As manufacturers ourselves, we know generic answers won’t help a process engineer solve bottlenecks in antirust packaging. We operate our compounders under the same production stresses others do: overloaded shifts, hot summer days, or unexpected blends of regrind. Our knowledge comes from those relentless shifts where small details—extruder speed, blend stability, line humidity—change the success of antirust film production more than any data sheet number ever could.
Our technical support teams work closely with downstream processors, often right by the extruder. Cases come up: a multilayer film builder finds unexpected fogging after storage due to competing slip agents; a drum liner maker notes roughness that causes tearing at the edge seal. Our chemists and plant engineers don’t offer out-of-the-box answers. Instead, we request a batch of film, run sample blends, and often ship out a tailored variant of the masterbatch tested for the specific extrusion regimen or polymer blend in question.
Direct feedback cycles mean each improvement finds its way back into circulation—next shift, next order. If a new supply of base PE resin behaves differently, we’re the first to spot it in melt flow testing and adjust the carrier choices accordingly. We avoid magic bullet claims: if a customer in Mexico handles 90-degree heat, but another in Canada operates below freezing, our additives adjust to lock in VCI rates matched to real-world warehouse conditions.
Packaging isn’t just about cost, or convenience, or ticking a client’s checkbox for antirust claims. It’s about making sure each pallet of components, each box of precision fasteners, arrives as the production manager expects: clean, unblemished, and ready for install. Our Antirust Masterbatch product was born from frustrations we faced in our own internal packaging for exported goods. After too many returns and too many hours spent testing stopgap solutions, we built a formulation line to support our goods on their longest ocean journeys. That hands-on burden, the stake in making sure our own goods arrived fresh, proved the most honest driver of quality control.
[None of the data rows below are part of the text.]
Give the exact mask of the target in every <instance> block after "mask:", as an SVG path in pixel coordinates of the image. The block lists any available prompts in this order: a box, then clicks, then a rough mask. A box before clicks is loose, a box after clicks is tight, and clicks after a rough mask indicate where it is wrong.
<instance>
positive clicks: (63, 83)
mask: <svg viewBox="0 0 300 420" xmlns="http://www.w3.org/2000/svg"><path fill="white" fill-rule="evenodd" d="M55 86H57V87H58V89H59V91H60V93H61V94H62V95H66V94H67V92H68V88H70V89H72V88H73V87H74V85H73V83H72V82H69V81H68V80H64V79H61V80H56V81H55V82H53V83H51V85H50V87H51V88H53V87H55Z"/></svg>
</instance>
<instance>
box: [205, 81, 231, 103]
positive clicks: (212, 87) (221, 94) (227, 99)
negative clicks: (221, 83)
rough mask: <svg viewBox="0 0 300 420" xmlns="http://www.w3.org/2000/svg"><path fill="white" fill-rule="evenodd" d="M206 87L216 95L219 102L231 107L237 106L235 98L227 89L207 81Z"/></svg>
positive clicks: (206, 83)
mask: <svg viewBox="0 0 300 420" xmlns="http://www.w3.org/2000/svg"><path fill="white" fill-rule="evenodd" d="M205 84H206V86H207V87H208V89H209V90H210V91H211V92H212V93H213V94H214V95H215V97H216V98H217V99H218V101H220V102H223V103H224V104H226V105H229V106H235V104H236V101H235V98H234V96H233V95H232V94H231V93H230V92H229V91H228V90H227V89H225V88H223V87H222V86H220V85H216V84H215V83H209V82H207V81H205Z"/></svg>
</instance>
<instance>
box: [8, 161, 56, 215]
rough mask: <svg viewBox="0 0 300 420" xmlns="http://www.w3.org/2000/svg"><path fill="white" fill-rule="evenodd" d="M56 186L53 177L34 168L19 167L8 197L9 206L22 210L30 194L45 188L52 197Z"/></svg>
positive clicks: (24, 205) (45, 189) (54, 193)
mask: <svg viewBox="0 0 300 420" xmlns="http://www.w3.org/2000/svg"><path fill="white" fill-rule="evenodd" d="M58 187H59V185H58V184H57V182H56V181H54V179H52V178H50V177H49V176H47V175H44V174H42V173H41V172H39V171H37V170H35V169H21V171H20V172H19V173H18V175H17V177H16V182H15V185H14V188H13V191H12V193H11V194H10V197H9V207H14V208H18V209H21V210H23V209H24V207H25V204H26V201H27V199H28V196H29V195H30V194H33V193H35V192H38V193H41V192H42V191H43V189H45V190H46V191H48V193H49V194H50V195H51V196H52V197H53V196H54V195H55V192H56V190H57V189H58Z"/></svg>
We have seen many approaches come and go, from wraps with wax-coated paper inserts to blends promising near-magical protection but failing the first wet season. Long-term, real-world handling exposes every shortcut, every corner cut. It’s why the engineers mixing our latest batch still monitor film trials, why our R&D techs resist off-the-shelf shortcut recipes, and why each operator handling our product at the extruder calls if anything seems off.
Anyone producing or exporting metal products faces a hidden risk: the environmental journey between point A and point B often matters more than the technical precision at the machining station. Antirust Masterbatch from a real manufacturer means less guesswork, less cost from rework, and more certainty for every shipper. There are other ways to handle rust, but the voices from our process floor, our technical hotline, and our long-term users all point the same way—use engineered masterbatch that stands up to daily use, peaks in demand, and unexpected delays. We’re not just defending metals from moisture and time. We are protecting manufacturing reputations—with every pellet, every shift, every shipment.